Chaque fait social est enraciné dans un milieu, une époque et évolue en fonction des changements de ce milieu ( exemple: la transformation de la famille, déclin des valeurs religieuses...). Marcel MAUSS parlera de "fait social total".

    Travail de sociologue sur la classe à partir d'un questionnaire, avec comme ligne directrice la question suivante : est-on libre de son choix amoureux ??????
Outil
: questionnaire sur le choix du conjoint.
Population enquêtée
: la classe.
But recherché
: mettre à jour les facteurs qui déterminent le choix du conjoint.

Commentaire des réponses au questionnaire  et conclusions à en tirer en fonction des tableaux de l'INSEE prouvant l'existence de l'homogamie sociale. Quid de la contrainte sociale ?? 

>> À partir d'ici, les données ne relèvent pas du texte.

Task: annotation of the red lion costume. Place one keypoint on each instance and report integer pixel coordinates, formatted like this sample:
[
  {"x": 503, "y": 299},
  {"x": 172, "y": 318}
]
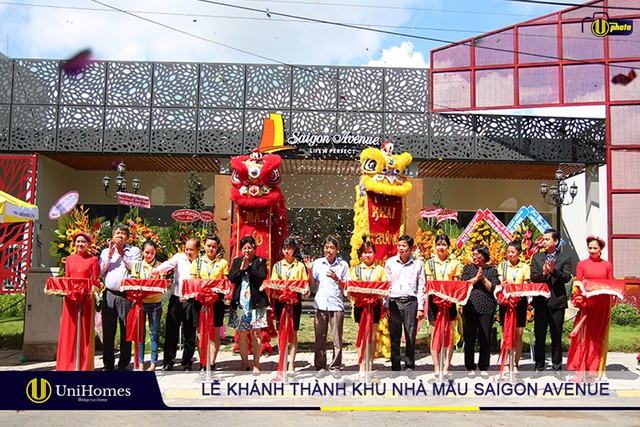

3. Le suicide: un fait social analysé au 19ème siècle par E. DURKHEIM 

E. DURKHEIM va dans  Le suicide  ( 1897 ), démontrer par l'analyse de séries statistiques, que le suicide ne peut en aucun cas se réduire à un événement psychologique et individuel. Il s'agit d'un fait social aux dimensions collectives, qu'il définira de la manière suivante "On appelle suicide tout cas de mort qui résulte directement ou indirectement d'un acte positif ou négatif, accompli par la victime elle-même et qu'elle savait devoir produire ce résultat"                  Emile DURKHEIM  Le suicide  PUF 1985  p 5.

Constat de DURKHEIM.

Pour expliquer le suicide DURKHEIM en construit une typologie 

   Travail sur la typologie des suicides de DURKHEIM.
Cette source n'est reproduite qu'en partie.